In the commercial sense, according to Merriam-Webster’s Collegiate Dictionary (11th ed.), it refers to “an association of persons for carrying on a commercial or industrial enterprise.”

What, you ask, is the technical term for the phenomenon that occurs when a building or an office or a company issues statements?

Well, one possibility is “personification,” a figure of speech in which inanimate objects are given human qualities. For instance, “The house welcomed us back after our long vacation.”

Another possibility is “metonymy,” which refers to substituting a word or phrase for a related one. For example, the use of “Hollywood” to stand for the American film industry, including the people in it.
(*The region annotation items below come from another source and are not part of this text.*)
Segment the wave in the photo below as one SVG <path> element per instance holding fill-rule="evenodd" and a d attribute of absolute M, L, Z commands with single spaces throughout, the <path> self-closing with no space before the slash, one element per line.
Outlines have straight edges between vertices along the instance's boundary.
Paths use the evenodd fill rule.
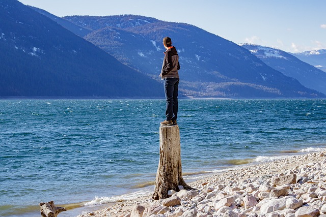
<path fill-rule="evenodd" d="M 149 190 L 140 191 L 132 193 L 125 194 L 113 197 L 95 197 L 94 200 L 91 201 L 84 203 L 84 205 L 85 206 L 94 206 L 98 204 L 103 204 L 105 203 L 117 203 L 119 202 L 125 201 L 126 200 L 132 200 L 138 198 L 140 197 L 148 195 L 149 194 L 152 193 L 151 191 Z"/>
<path fill-rule="evenodd" d="M 312 147 L 309 147 L 307 148 L 303 148 L 300 150 L 300 152 L 314 152 L 314 151 L 320 151 L 326 149 L 325 148 L 313 148 Z"/>
<path fill-rule="evenodd" d="M 231 165 L 241 165 L 241 164 L 250 164 L 254 161 L 254 160 L 252 159 L 232 159 L 227 161 L 227 163 Z"/>
<path fill-rule="evenodd" d="M 254 160 L 255 162 L 268 162 L 276 160 L 282 159 L 287 158 L 287 156 L 257 156 Z"/>

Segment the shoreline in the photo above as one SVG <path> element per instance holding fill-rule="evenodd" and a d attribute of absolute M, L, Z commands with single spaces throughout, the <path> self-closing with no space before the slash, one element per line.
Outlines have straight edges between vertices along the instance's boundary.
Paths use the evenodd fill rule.
<path fill-rule="evenodd" d="M 266 197 L 264 198 L 260 198 L 258 196 L 259 193 L 263 192 L 259 190 L 259 189 L 260 189 L 260 184 L 258 184 L 257 180 L 259 179 L 261 179 L 262 178 L 262 177 L 265 177 L 264 178 L 268 180 L 266 183 L 270 184 L 270 179 L 273 177 L 282 176 L 288 173 L 290 173 L 290 172 L 292 172 L 292 173 L 295 173 L 294 172 L 296 172 L 296 173 L 298 174 L 298 172 L 300 172 L 300 170 L 298 170 L 298 168 L 301 168 L 301 170 L 306 168 L 308 169 L 312 168 L 315 167 L 316 165 L 318 164 L 319 164 L 319 165 L 323 164 L 322 164 L 322 166 L 324 167 L 319 166 L 319 168 L 317 168 L 314 170 L 313 172 L 314 173 L 318 171 L 321 172 L 322 169 L 324 169 L 324 171 L 322 172 L 323 173 L 326 172 L 326 158 L 325 158 L 326 156 L 326 150 L 325 150 L 325 149 L 299 154 L 298 154 L 298 152 L 284 153 L 287 154 L 285 155 L 284 158 L 267 162 L 256 162 L 235 166 L 225 170 L 226 171 L 223 170 L 224 171 L 220 172 L 209 174 L 194 181 L 189 182 L 188 184 L 191 187 L 196 189 L 196 190 L 192 190 L 191 191 L 181 190 L 179 193 L 175 193 L 172 196 L 172 197 L 170 198 L 170 199 L 179 198 L 179 199 L 180 199 L 180 201 L 179 201 L 180 204 L 178 203 L 178 205 L 176 205 L 175 206 L 166 206 L 164 205 L 164 201 L 168 199 L 155 201 L 151 198 L 151 193 L 147 195 L 140 196 L 136 199 L 118 202 L 110 204 L 102 204 L 104 206 L 106 206 L 106 207 L 91 212 L 84 212 L 83 214 L 78 215 L 77 217 L 86 217 L 90 215 L 99 217 L 104 217 L 105 216 L 125 217 L 130 216 L 147 216 L 146 215 L 149 213 L 148 212 L 151 210 L 155 210 L 155 207 L 156 207 L 156 209 L 157 209 L 157 207 L 159 207 L 160 209 L 159 210 L 156 210 L 157 212 L 156 213 L 153 213 L 155 214 L 164 214 L 164 215 L 160 215 L 161 216 L 179 216 L 182 215 L 182 213 L 187 211 L 195 212 L 197 213 L 201 213 L 202 212 L 204 213 L 205 212 L 203 212 L 203 209 L 201 208 L 203 208 L 202 207 L 203 206 L 201 206 L 203 203 L 202 202 L 201 203 L 201 202 L 205 200 L 210 201 L 207 202 L 207 204 L 205 204 L 205 206 L 204 206 L 206 209 L 206 210 L 205 210 L 206 215 L 205 215 L 203 214 L 203 215 L 200 215 L 200 216 L 213 216 L 211 215 L 216 215 L 215 214 L 219 211 L 219 214 L 222 214 L 221 216 L 223 216 L 223 213 L 221 212 L 222 211 L 221 210 L 221 207 L 216 209 L 216 208 L 219 208 L 216 207 L 216 206 L 218 206 L 216 204 L 218 204 L 220 201 L 223 200 L 222 199 L 224 199 L 228 198 L 228 197 L 234 197 L 233 193 L 235 192 L 240 196 L 242 195 L 246 195 L 245 196 L 241 196 L 243 198 L 244 198 L 248 195 L 253 195 L 253 194 L 254 196 L 256 198 L 256 201 L 258 204 L 262 202 L 264 200 L 267 201 L 267 199 L 270 199 L 270 198 L 276 199 L 275 198 L 275 197 L 274 196 L 266 197 L 267 194 L 265 194 Z M 292 153 L 293 154 L 291 154 Z M 296 171 L 296 170 L 298 171 Z M 318 170 L 320 170 L 320 171 Z M 306 175 L 307 176 L 309 176 L 310 174 L 304 175 Z M 311 186 L 315 185 L 316 186 L 316 189 L 319 189 L 320 192 L 323 192 L 326 190 L 326 176 L 320 175 L 319 177 L 320 178 L 317 180 L 313 180 L 313 181 L 311 181 L 312 183 L 309 183 L 309 181 L 307 181 L 306 182 L 303 183 L 302 185 L 303 185 L 308 182 L 308 184 Z M 301 178 L 305 178 L 305 177 L 303 178 L 302 176 Z M 235 180 L 237 180 L 236 182 Z M 295 183 L 293 183 L 292 185 L 299 184 L 298 181 L 296 181 Z M 260 181 L 261 182 L 262 181 L 261 180 Z M 317 184 L 316 184 L 316 183 Z M 246 185 L 252 185 L 252 187 L 245 188 Z M 265 185 L 267 185 L 267 184 Z M 272 185 L 270 184 L 270 185 Z M 288 185 L 288 184 L 287 185 Z M 310 189 L 311 188 L 311 186 L 310 186 Z M 278 188 L 280 187 L 270 186 L 270 187 L 271 188 L 274 188 L 274 189 L 278 189 Z M 247 189 L 249 188 L 251 188 L 252 189 L 252 190 L 253 190 L 252 192 L 250 192 L 251 191 L 247 190 Z M 287 190 L 288 192 L 291 189 L 291 188 L 294 188 L 294 187 L 290 187 L 290 188 L 289 188 L 289 186 L 286 186 L 286 188 L 288 189 Z M 295 188 L 297 188 L 298 187 L 296 187 Z M 230 189 L 233 190 L 231 191 L 227 190 Z M 235 189 L 235 190 L 234 190 L 234 189 Z M 306 193 L 309 192 L 308 190 L 308 189 L 307 189 L 307 192 Z M 255 192 L 255 191 L 256 192 Z M 258 192 L 259 192 L 258 193 Z M 183 195 L 184 194 L 187 195 L 187 194 L 189 194 L 189 192 L 192 192 L 192 194 L 196 195 L 193 197 L 190 197 L 191 198 L 189 198 L 189 196 L 185 197 L 184 195 Z M 242 194 L 240 195 L 239 193 Z M 270 191 L 269 194 L 271 194 Z M 323 193 L 323 194 L 324 193 Z M 304 194 L 302 194 L 300 196 Z M 210 195 L 209 197 L 211 196 L 211 197 L 207 199 L 206 198 L 208 195 Z M 224 195 L 222 198 L 221 198 L 220 200 L 215 198 L 218 197 L 222 197 L 222 196 L 221 195 Z M 291 195 L 291 196 L 289 195 Z M 237 197 L 238 196 L 239 198 L 241 197 L 240 196 L 237 195 Z M 293 197 L 293 194 L 291 194 L 289 193 L 286 195 L 281 195 L 278 197 L 278 199 L 279 200 L 281 198 L 288 199 L 288 197 L 290 197 L 295 198 L 295 197 Z M 297 200 L 300 200 L 300 197 L 299 197 Z M 326 209 L 326 205 L 325 205 L 326 204 L 326 191 L 325 191 L 324 196 L 323 195 L 321 196 L 321 199 L 318 199 L 317 197 L 314 197 L 311 199 L 309 199 L 309 198 L 310 198 L 308 197 L 305 200 L 301 200 L 303 204 L 301 207 L 318 207 L 320 214 L 322 214 L 321 211 L 322 210 L 321 208 L 324 207 L 324 208 Z M 214 200 L 214 199 L 215 199 L 215 200 Z M 270 199 L 270 200 L 271 200 L 271 199 Z M 310 203 L 310 201 L 308 201 L 309 200 L 314 201 L 313 202 L 315 203 L 316 201 L 319 202 L 319 205 L 314 204 L 313 206 L 309 206 Z M 241 200 L 239 199 L 238 200 Z M 241 209 L 243 209 L 243 210 L 242 210 L 243 211 L 247 212 L 246 212 L 246 213 L 252 212 L 252 213 L 256 213 L 258 215 L 261 214 L 260 213 L 262 212 L 261 210 L 261 207 L 252 206 L 250 207 L 251 208 L 251 210 L 248 211 L 247 210 L 248 209 L 244 209 L 244 207 L 242 208 L 242 206 L 244 207 L 244 205 L 240 206 L 239 204 L 236 205 L 234 203 L 235 202 L 233 201 L 232 203 L 231 203 L 231 204 L 230 204 L 229 206 L 223 206 L 228 207 L 229 208 L 229 209 L 224 207 L 225 209 L 227 209 L 233 212 L 235 211 L 236 213 L 238 210 L 241 210 Z M 105 206 L 105 205 L 106 206 Z M 192 205 L 192 206 L 189 206 L 189 205 Z M 323 207 L 322 206 L 324 206 Z M 132 212 L 134 214 L 135 212 L 137 212 L 138 211 L 137 209 L 139 209 L 140 207 L 141 207 L 141 209 L 142 210 L 143 212 L 145 212 L 144 213 L 144 215 L 140 215 L 140 213 L 139 213 L 138 215 L 131 215 Z M 144 209 L 143 209 L 143 208 L 144 208 Z M 298 208 L 297 208 L 297 209 L 298 209 Z M 291 210 L 287 210 L 289 213 L 294 213 L 295 212 L 295 210 L 293 209 L 291 209 Z M 208 210 L 209 210 L 209 211 L 208 211 Z M 283 209 L 280 210 L 280 211 L 284 210 L 284 209 Z M 263 210 L 262 211 L 264 211 Z M 274 212 L 276 212 L 275 210 L 273 211 Z M 154 212 L 155 212 L 155 211 L 154 211 Z M 209 213 L 210 213 L 211 215 L 209 215 Z M 238 216 L 239 216 L 240 213 L 241 213 L 241 212 L 239 212 Z M 325 214 L 326 214 L 326 213 Z M 293 214 L 293 215 L 294 214 Z M 289 216 L 291 216 L 291 214 L 289 214 Z M 196 215 L 194 216 L 196 216 Z M 242 216 L 245 216 L 246 215 L 242 215 Z M 294 215 L 293 215 L 293 216 L 294 216 Z"/>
Still another possibility is “pathetic fallacy,” a literary term for giving human feelings to a natural phenomenon, like “somber clouds” or “nasty wind.”

The 19th-century British critic John Ruskin coined the term “pathetic fallacy” in attacking sentimentality in poetry.

No matter what you call it, we suspect that the usage originated as newspaper shorthand. Why waste all that ink and paper on “Whosis Q. Whatsis, a spokesman for the president,” when “the White House” gets the point across?

The earliest examples we could find were in newspaper articles from the late 1800s and early 1900s.

Here’s a “company” example from a March 3, 1888, article in the New York Times about  a strike against the Chicago, Burlington and Quincy Railroad: “Local freights, the company says, are being moved in Illinois, Iowa, and Nebraska.”

And here’s one from an Aug 6, 1889, article in the Deseret News in Salt Lake City about a dispute between the postmaster general and Western Union about telegraph rates:

“The company says the Postmaster-general has thus been able to occupy and use streets in large cities regardless of local authority, and almost regardless of the public opinion.”

A Nov. 23, 1912, article in the Boston Transcript has 1600 Pennsylvania Avenue mum about an offer by Andrew Carnegie to provide pensions for American presidents:

“The White House is silent, for obvious reasons, but close friends of the President are confident that Mr. Taft would not accept a pension from this source.”

An Oct. 9, 1913, article in the New York Times about a confrontation between the White House and the Senate notes that “what the White House said appeared to mollify those senators who had let their angry passions rise.”

As for “office,” here’s an example from an Oct. 30, 1938, article in the Pittsburgh Press about a proposed agreement to end a strike by retail clerks against 35 department stores:

“The Mayor’s office said that the pact was a ‘tentative agreement’ which must obtain approval of both the union and the retailers’ council.”